Calculated Operations: Electronic Chamber Music Inspired by Detroit Techno (2015)

Each year, I give my Electronic Chamber Music ensemble a theme to which they respond. We listen to music, read, brainstorm, research, jam, compose, workshop, rehearse, design, build, and iterate, all leading to a public performance. The concerts usually consist of new arrangements or realizations of works from the repertoire, as well as original music by myself and/or the students.

In 2015, I gave the group the theme Techno, broadly considered. I did this for a number of reasons. Techno is Detroit music. It emerged from Detroit in the early 1980s, and people the world over associate Detroit with Techno.

Detroit is just about a 30 minute drive from Ann Arbor, yet to many at the University of Michigan it is a world away. An anecdote: When I attended an orientation for new international faculty at the University of Michigan I was told that “Chicago is only 4.5 hours away by train” and “there are plenty of opportunities to volunteer for worthwhile causes in Detroit.” Although the staff told us this with the best intentions, the subtext was clear: Chicago is where you go for arts, culture, and entertainment; Detroit is nothing more than poor people who need your help.

I admittedly was not expert in Detroit Techno going into this project, but I was eager to explore it together with the students. The goal was to approach the music honestly and respectfully; to set aside pretenses about the city, and to acknowledge that this globally significant music emerged from here.

As in all of my teaching, our approach was experiential. To know this music we were going to try to make it. But of course we aren’t from Detroit, it’s not the 1980s, and oh, we have 15 musicians in the ensemble, whereas Techno is normally performed by a solo DJ, or occasionally a duo. An imperative of this ensemble is liveness, so we went into it knowing everyone was going to perform. Admitting we weren’t going to try to make “authentic” Detroit Techno — which would have been by definition inauthentic — was liberating. It allowed us to respond and to revere Detroit Techno without being beholden to the stylistic idiosyncrasies of house, techno, drum and bass, trance, electro, that ardent electronic dance music listeners love to quibble over. We did our thing, which was geeky, ambitious, performative, technologically sophisticated, and deeply musical.

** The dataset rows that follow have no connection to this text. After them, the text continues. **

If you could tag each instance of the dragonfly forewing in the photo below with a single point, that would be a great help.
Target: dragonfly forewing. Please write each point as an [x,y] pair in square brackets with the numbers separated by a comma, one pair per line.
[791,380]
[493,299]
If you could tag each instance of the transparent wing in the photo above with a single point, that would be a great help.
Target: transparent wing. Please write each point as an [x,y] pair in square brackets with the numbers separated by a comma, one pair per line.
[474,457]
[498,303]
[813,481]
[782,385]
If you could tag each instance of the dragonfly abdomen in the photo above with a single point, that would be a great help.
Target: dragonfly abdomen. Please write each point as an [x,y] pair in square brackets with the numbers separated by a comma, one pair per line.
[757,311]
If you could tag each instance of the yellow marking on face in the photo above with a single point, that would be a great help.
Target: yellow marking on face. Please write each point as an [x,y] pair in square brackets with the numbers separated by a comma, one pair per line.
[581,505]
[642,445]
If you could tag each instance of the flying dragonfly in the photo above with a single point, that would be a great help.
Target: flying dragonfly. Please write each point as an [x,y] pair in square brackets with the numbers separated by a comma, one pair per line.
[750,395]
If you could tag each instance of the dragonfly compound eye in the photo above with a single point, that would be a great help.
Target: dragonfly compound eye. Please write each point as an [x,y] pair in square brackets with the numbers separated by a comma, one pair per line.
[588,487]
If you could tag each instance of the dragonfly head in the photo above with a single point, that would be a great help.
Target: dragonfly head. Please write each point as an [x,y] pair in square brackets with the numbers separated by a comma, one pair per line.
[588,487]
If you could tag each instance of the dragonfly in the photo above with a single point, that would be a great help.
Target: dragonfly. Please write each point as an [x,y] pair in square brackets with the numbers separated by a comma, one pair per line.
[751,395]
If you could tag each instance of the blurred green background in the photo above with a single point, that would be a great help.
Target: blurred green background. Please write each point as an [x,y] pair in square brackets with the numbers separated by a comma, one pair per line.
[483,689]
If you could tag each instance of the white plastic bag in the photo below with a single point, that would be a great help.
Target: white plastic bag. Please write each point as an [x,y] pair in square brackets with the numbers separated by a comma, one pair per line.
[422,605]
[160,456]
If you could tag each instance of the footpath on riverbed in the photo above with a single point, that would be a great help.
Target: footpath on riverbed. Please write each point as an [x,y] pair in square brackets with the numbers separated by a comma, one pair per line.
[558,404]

The show was on 4/4 2015 at the Jam Handy in Detroit. Here are some excerpts from the show:

The Tridents: Light Based Controllers for Techno

Brickbreaker — Techno video game jam programmed by Max Morrison

Altra Voce – Luciano Berio

Luciano Berio, Altra Voce at UMMA Ann Arbor from Michael Gurevich on Vimeo.

I performed Luciano Berio’s composition Altra Voce, for flute (arranged for french horn), voice and live electronics at University of Michigan Museum of Art, March 29, 2013 with Jennifer Goltz (soprano) and Adam Unsworth (horn). For the performance I created a new realization of the electronics part entirely from Berio’s score. The electronic performer is instructed to capture particular sections of the instrumentalists’ parts in real-time. The samples, as well as the live parts, are pitch-shifted and spatialized with prescribed trajectories across 8 speakers, with precise timings indicated on the score. My realization used Max and assorted MIDI controllers. The first performance was part of the U-M School of Music, Theatre, & Dance’s SMTD@UMMA series.

Second performance in Britton Recital Hall in January, 2014.

Radiophonics (2013)

My Electronic Chamber Music group’s 2013 Spring Concert — Radiophonics — featured new and classic compositions using radios. Over the course of the semester, we explored the theme of radio: radio as a medium, as a technology, as an institution, as a musical instrument.

Number Stations (2013) by Conor Barry from Michael Gurevich on Vimeo.

Performance by Conor Barry and Brian Kelley from the University of Michigan’s Electronic Chamber Music Spring 2013 concert: Radiophonics, directed by Michael Gurevich. Presented by the Department of Performing Arts Technology, School of Music, Theatre, & Dance.

This choreographed piece for two radios and two performers derives its source material from The Conet Project, a large collection of recordings of “number station” broadcasts. These shortwave radio stations first appeared after WWII, broadcasting mysterious coded messages often in the form of spoken sequences of numbers, to be deciphered by spies in the field. By extracting the rhythmic qualities of these broadcasts, we try to translate these covert messages into actions, oftentimes highlighting their more absurd characteristics.

Different Stations – For Radiophonic Quartet from Michael Gurevich on Vimeo.

Different Stations by Brian Kelley
Different Stations is an improvisation in which one of the voices is particularly unpredictable: live broadcast radio. Through sampling and looping, radiophonic voices are tamed and ordered, becoming an instrument in its own right–-one that requires two performers to play in close coordination. A violinist and pianist must both find and create musical space to coexist with this new radiophonic voice. The title is nod to Steve Reich, from whom the hypnotic rhythmic elements and slowly unfolding form also derive.